Comment des métiers, mais aussi des services, comme ceux de l’information, peuvent-ils exister sans une réelle structure industrielle derrière elle ? Sans que le décrié audimat, qui paraît aujourd’hui bien inoffensif, soit remplacé par une chasse au goût dominant, qui fait déjà ressembler toutes les vidéos Youtube entre elles ?

Peut-on vivre avec une production audiovisuelle, successeuse de la télé, où tous ses travailleurs travailleront jusqu’au dégoût et l’épuisement, avant d’être remplacés par d’autres, plus jeunes, plus frais ?

Des contenus originaux, innovants, vont bien sûr continuer à exister, de nouvelles formes, pour de nouveaux goûts apparaissent en permanence. C’est aussi la beauté, et l’intérêt de toutes ces plateformes.

Plafond de verre

Mais derrière l’écran, derrière les succès stories dithyrambiques de Squeezie et MrBeast, on se rend de plus en plus compte que structurellement, une industrie n’arrive pas à se former. Bloquée par une sorte de plafond de verre qui a un nom : la plateformisation.

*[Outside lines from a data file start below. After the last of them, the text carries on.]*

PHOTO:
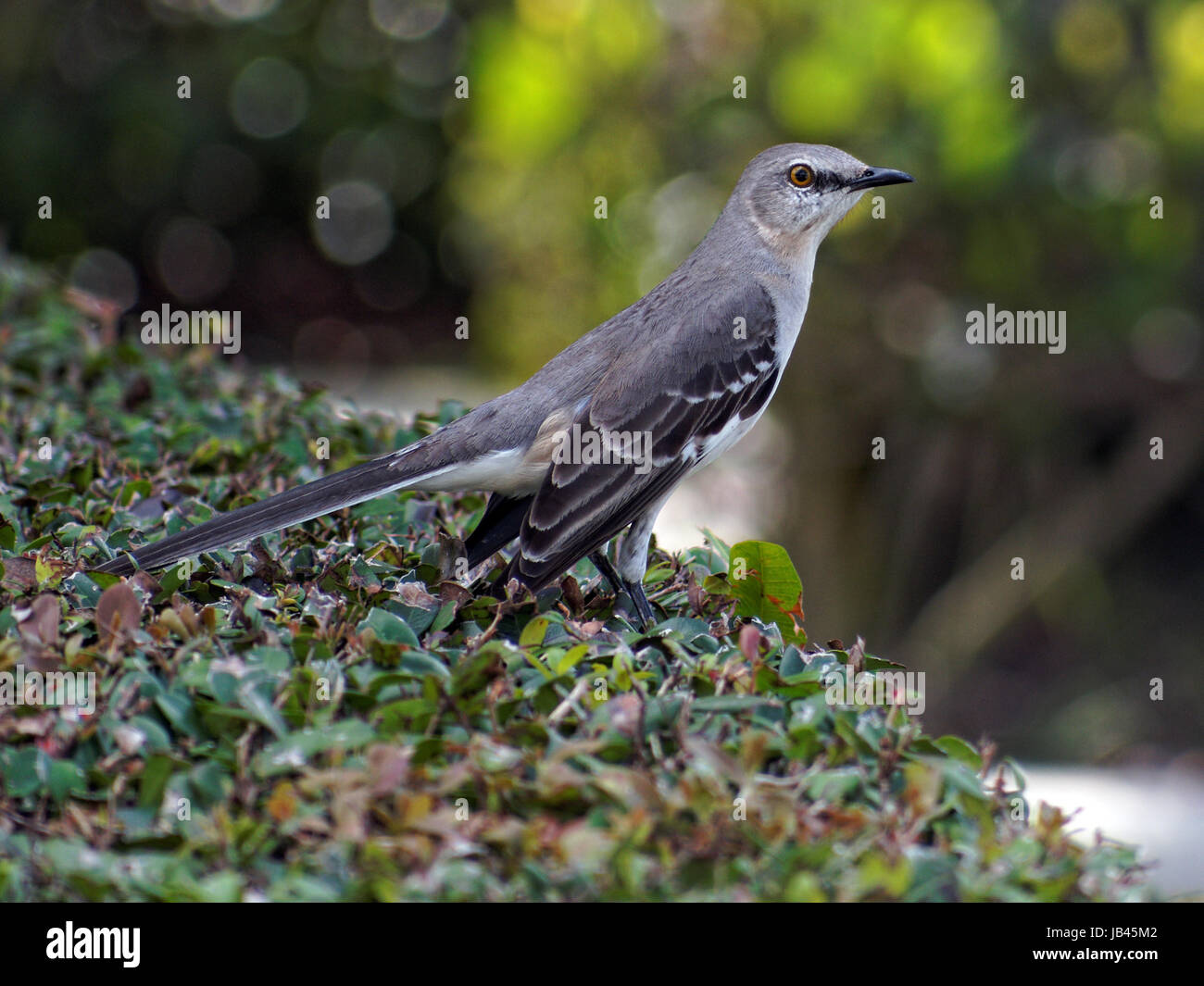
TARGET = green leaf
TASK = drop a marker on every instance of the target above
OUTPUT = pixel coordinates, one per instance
(763, 580)
(295, 750)
(959, 750)
(388, 629)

Cette plateformisation n’est pas qu’un autre de ces néologismes qu’aiment à lancer les critiques des innovations technologiques. C’est une réalité pour ainsi dire juridique. Elle découle du refus catégorique de ces plateformes à se considérer comme autre chose que cela, une plateforme. Par opposition à un diffuseur.

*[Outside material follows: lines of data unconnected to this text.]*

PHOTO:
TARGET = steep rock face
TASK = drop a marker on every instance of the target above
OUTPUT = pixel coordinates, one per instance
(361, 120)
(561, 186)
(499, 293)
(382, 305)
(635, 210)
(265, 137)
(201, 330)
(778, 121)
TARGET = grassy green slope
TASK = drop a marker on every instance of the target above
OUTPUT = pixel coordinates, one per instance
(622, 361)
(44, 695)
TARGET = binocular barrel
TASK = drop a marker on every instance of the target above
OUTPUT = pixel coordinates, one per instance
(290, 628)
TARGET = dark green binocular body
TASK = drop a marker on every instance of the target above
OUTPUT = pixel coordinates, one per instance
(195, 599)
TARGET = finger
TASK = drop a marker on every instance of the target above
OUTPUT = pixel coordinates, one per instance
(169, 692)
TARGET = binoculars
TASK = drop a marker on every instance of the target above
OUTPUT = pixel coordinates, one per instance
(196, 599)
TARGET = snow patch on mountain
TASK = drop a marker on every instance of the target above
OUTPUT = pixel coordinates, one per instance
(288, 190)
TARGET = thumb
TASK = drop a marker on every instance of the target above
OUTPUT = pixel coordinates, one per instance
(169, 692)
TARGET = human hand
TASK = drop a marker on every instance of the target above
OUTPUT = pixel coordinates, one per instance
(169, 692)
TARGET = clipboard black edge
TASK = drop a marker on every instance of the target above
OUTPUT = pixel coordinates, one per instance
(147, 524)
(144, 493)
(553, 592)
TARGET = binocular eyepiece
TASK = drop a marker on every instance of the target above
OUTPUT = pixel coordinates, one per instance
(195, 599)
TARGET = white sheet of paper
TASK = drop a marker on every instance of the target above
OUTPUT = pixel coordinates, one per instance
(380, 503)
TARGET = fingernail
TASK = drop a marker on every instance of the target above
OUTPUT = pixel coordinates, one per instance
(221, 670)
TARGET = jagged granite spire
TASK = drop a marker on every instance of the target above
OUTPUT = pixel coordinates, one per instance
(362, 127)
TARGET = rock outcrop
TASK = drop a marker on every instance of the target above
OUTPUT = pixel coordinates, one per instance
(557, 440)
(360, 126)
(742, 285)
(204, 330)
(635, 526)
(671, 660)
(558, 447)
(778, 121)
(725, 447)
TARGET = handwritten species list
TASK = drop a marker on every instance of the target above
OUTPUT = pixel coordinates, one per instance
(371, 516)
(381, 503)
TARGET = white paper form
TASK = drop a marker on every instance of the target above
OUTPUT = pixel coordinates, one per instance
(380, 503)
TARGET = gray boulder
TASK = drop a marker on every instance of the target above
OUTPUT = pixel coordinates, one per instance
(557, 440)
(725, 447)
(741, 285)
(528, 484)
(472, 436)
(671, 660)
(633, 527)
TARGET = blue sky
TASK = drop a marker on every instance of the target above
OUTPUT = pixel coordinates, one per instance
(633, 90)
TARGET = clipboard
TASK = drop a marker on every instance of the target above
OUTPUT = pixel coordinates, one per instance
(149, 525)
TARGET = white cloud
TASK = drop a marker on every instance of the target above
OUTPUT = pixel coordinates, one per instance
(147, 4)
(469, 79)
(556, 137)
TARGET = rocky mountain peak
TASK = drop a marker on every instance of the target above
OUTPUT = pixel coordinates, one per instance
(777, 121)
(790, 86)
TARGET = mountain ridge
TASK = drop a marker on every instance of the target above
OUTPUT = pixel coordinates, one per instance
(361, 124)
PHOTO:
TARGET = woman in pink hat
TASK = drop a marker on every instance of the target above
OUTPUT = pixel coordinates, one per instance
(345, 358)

De toutes leurs forces, les Youtube et Twitch, mais aussi les réseaux sociaux, qui ne sont plus depuis longtemps que des services de diffusion de contenus, refusent de prendre les responsabilités juridiques mais aussi morales d’être un éditeur.

Elles se placent depuis de nombreuses années dans une position où elle permettent l’émergence de petites sociétés médiatiques, sans prendre la responsabilité des contenus diffusés, en gardant la mainmise sur la diffusion. Et surtout, en gardant la totale maîtrise des revenus.

Ces vagues d’abandons à intervalles réguliers semblent être la preuve que ce système ne peut pas être pérenne du point de vue des créateurs. Et que, du point de vue de la structure industrielle, la télévision a quand même encore de beaux jours devant elle.